How can progress be made in the analysis of mechanisms of toxicity? What variety of mechanisms is there? Are there certain molecular components and processes of development that seem to be frequent targets of toxicants? The recent advances in developmental biology, cell biology, and genomics provide information about components, functions, and processes for the first time and for a wide range of animals, including mammals. Fortunately, many of the components and processes are conserved across phyla, making it possible to study them initially in experimentally convenient organisms, such as C. elegans and Drosophila, or even yeast and bacteria in some cases, and then carry the information across species to the studies of mammalian development, with great success. Many aspects of mammalian development resemble arthropod and nematode development.
The committee’s recommendation for future studies on mechanisms of developmental toxicity is that greater use be made of model organisms, taking advantage of the shared features of development with mammals. Fruit flies, nematodes, and mice have different organs and body organization, and yet they use many of the same molecular components and basic molecular interactions, although in different combinations and sequences. The analysis of toxicity mechanisms would have to bear the similarities and dissimilarities in mind.

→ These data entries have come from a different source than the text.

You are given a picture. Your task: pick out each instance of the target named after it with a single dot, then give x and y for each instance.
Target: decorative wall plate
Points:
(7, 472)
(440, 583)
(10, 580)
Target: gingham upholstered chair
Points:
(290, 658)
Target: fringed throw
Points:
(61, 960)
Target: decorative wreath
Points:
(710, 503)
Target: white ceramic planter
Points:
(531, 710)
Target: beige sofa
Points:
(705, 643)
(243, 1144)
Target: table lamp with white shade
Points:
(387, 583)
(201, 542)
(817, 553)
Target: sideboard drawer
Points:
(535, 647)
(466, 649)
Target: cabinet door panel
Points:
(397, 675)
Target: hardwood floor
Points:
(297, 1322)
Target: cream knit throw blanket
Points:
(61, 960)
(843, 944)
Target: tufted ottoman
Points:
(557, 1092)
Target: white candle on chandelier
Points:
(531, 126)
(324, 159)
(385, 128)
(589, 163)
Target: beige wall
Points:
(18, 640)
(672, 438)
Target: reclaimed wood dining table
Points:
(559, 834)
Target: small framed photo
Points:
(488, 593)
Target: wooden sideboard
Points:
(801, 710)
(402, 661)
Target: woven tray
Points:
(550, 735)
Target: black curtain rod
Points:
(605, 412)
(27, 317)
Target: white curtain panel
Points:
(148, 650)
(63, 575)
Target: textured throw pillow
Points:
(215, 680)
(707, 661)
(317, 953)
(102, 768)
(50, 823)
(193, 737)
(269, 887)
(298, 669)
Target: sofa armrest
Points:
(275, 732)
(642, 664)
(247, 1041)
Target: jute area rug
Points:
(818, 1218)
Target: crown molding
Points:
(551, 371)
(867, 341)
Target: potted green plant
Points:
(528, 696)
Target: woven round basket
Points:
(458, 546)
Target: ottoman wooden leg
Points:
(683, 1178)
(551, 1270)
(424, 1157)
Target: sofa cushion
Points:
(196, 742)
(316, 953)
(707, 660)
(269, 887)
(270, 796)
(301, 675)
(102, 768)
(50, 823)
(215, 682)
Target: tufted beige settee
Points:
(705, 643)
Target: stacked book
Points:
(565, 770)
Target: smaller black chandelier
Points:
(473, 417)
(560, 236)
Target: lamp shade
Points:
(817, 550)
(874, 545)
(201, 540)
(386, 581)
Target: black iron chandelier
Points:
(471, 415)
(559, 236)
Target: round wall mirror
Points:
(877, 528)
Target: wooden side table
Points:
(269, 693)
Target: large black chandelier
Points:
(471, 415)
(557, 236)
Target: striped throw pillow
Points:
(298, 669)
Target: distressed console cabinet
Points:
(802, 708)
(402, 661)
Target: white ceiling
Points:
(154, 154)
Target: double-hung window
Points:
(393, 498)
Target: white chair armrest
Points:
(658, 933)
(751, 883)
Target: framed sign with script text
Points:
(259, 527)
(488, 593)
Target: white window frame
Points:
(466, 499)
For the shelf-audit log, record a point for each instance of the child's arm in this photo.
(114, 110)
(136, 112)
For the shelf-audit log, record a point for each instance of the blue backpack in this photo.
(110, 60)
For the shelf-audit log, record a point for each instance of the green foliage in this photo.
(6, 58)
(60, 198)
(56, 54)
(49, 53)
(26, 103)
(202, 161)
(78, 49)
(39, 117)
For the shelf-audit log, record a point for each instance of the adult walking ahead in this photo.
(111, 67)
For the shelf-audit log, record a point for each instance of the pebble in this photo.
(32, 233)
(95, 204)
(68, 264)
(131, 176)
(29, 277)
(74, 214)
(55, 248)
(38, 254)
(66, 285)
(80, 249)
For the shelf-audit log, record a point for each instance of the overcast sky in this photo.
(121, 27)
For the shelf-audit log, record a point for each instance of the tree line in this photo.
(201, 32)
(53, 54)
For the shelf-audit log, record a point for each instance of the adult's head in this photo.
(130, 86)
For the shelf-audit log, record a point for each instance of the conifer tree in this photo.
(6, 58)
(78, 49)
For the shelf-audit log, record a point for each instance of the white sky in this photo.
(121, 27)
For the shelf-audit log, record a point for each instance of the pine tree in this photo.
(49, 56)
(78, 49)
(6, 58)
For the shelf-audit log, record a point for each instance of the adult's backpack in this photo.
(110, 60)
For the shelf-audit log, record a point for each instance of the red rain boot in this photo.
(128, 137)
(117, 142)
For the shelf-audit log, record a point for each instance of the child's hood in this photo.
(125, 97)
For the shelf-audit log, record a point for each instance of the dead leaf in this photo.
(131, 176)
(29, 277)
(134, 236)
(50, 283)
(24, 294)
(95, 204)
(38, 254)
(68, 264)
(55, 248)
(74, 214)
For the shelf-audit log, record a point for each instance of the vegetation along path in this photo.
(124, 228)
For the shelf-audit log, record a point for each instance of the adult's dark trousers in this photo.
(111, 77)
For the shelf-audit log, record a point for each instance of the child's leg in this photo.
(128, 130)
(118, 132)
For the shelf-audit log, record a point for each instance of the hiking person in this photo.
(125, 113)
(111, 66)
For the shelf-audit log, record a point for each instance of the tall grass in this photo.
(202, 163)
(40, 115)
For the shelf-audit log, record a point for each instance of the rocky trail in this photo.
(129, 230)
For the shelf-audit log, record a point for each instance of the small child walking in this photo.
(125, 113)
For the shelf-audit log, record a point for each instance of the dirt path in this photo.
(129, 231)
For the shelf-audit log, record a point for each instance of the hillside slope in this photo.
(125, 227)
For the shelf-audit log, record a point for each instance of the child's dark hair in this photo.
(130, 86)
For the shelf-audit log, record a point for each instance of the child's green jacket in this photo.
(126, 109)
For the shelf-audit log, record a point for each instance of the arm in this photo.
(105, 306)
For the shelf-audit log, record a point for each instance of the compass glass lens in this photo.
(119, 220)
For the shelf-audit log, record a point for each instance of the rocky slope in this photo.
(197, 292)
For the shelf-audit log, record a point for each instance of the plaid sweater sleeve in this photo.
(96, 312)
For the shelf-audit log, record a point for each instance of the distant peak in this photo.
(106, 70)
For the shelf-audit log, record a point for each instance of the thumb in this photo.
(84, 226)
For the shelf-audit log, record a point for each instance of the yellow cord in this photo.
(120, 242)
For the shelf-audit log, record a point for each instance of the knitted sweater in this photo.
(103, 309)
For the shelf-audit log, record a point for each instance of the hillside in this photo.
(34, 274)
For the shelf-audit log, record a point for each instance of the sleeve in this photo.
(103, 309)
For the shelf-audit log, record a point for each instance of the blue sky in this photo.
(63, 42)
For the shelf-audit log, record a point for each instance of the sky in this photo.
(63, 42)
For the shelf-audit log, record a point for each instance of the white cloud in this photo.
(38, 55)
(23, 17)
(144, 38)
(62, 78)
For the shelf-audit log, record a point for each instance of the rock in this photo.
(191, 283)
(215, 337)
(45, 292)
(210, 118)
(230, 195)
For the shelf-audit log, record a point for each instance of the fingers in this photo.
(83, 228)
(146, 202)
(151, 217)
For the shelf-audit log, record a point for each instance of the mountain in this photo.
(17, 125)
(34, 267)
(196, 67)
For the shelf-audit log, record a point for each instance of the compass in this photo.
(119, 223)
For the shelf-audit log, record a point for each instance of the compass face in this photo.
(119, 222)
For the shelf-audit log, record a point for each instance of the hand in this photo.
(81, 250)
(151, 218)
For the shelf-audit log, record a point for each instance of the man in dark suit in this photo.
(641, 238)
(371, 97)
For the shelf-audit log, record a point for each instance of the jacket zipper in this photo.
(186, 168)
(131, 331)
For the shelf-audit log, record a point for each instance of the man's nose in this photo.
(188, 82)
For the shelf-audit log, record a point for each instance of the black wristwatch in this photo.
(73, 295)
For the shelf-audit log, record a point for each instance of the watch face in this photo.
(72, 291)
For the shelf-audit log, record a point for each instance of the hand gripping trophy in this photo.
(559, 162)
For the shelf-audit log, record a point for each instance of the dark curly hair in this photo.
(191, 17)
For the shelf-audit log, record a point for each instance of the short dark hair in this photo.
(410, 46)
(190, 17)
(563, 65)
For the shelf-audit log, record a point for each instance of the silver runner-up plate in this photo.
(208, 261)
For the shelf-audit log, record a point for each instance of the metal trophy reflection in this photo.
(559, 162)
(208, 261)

Mechanisms of toxicity can now be understood more fully at the level of affected molecular components and the consequences of the altered activity of this component for developmental processes. Previously, toxicity analysis often ended with defining the time window of sensitivity of the conceptus to the toxicant and the profile of affected organs. This information is still important to have. Because toxicants affect the activity of molecular components, the recommended emphasis would be to identify components with which toxicants interact, determine the toxicant’s effect on the component’s function (the functions of many components are now understood), and fit the altered function into the effects on a developmental process, the abnormal operation of which leads to a structural or functional defect. The committee recommends that model organisms be used extensively to access this level of analysis so that researchers can benefit from genetic tractability, experimental convenience, and a background of information about molecular components and developmental processes.

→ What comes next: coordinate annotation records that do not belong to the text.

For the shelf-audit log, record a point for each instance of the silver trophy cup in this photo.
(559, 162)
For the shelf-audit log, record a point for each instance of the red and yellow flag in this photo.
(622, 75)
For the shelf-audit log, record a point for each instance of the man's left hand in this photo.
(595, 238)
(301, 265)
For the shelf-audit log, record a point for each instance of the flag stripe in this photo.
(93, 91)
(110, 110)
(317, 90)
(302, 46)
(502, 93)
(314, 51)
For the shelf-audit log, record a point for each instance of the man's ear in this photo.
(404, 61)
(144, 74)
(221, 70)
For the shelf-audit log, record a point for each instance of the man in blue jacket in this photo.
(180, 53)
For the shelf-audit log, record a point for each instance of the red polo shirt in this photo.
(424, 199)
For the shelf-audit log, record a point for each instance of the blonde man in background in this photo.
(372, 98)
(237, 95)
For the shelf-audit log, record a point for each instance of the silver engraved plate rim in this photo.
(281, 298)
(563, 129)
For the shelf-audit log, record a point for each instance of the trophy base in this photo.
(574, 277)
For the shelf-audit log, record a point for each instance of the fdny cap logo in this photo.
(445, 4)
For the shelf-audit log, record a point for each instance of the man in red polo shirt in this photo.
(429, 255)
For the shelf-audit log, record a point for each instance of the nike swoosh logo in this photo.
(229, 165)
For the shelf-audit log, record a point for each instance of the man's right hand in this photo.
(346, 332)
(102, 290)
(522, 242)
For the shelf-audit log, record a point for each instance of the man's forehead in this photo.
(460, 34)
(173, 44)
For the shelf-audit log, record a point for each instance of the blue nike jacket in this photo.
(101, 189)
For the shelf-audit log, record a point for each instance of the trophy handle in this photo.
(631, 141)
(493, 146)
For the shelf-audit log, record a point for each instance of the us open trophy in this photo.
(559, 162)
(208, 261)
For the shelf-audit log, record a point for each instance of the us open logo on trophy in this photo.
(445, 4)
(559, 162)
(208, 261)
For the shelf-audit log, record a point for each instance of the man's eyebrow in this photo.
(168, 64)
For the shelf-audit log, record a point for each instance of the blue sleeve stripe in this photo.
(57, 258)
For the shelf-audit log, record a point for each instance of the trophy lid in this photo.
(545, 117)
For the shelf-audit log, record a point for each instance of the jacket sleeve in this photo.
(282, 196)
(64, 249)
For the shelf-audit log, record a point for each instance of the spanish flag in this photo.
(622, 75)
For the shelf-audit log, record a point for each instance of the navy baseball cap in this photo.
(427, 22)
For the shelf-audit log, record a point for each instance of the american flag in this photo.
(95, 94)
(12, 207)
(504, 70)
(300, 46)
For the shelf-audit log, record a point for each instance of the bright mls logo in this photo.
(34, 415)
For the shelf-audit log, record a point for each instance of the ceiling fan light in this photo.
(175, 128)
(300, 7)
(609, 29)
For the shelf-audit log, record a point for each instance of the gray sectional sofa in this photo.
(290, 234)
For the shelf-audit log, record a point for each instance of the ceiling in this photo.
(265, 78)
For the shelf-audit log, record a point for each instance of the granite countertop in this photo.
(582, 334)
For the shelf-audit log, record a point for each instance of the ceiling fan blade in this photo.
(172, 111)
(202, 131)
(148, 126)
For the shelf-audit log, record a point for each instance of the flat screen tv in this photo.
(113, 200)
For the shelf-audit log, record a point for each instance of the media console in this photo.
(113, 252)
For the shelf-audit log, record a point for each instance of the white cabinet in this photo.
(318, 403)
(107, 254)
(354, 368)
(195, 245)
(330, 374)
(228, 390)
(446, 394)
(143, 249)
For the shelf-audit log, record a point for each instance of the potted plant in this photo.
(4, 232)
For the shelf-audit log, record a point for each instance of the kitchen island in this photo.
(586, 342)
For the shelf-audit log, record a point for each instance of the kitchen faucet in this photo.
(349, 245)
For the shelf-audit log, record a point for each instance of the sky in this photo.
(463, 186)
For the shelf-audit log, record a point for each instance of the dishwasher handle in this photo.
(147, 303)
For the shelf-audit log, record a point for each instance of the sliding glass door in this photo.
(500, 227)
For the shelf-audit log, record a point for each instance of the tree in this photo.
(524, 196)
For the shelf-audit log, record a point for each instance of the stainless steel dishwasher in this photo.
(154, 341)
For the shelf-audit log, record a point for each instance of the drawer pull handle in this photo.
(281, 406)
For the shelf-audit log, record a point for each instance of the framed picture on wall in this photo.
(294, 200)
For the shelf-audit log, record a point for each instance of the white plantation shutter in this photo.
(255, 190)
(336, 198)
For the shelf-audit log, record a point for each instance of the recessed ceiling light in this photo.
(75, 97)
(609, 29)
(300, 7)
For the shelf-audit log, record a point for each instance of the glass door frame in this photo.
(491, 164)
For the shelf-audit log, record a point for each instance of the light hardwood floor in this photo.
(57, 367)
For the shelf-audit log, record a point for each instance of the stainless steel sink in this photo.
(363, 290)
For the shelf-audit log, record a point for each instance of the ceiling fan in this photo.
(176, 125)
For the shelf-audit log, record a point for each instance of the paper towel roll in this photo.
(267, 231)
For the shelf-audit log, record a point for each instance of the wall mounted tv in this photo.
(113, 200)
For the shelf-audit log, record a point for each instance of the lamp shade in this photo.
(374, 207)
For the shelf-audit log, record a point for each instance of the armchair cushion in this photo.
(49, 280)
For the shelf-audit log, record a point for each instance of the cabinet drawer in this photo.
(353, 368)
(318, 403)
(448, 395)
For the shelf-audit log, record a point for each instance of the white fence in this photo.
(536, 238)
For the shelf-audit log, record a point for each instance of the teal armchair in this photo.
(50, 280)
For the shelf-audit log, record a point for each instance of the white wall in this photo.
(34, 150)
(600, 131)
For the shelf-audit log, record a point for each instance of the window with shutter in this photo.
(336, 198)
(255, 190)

1.1. In searching for mechanisms of developmental toxicity, the committee recommends research on how toxicants perturb evolutionarily conserved molecular targets and pathways of development.
To learn about mechanisms of developmental toxicity, special attention should be given to research in the areas of (1) signaling pathways and their associated genetic regulatory circuits (a group of key developmental targets); (2) molecular-stress and checkpoint pathways (a group of key cellular targets); and (3) the DMEs (a group of key toxicokinetic components).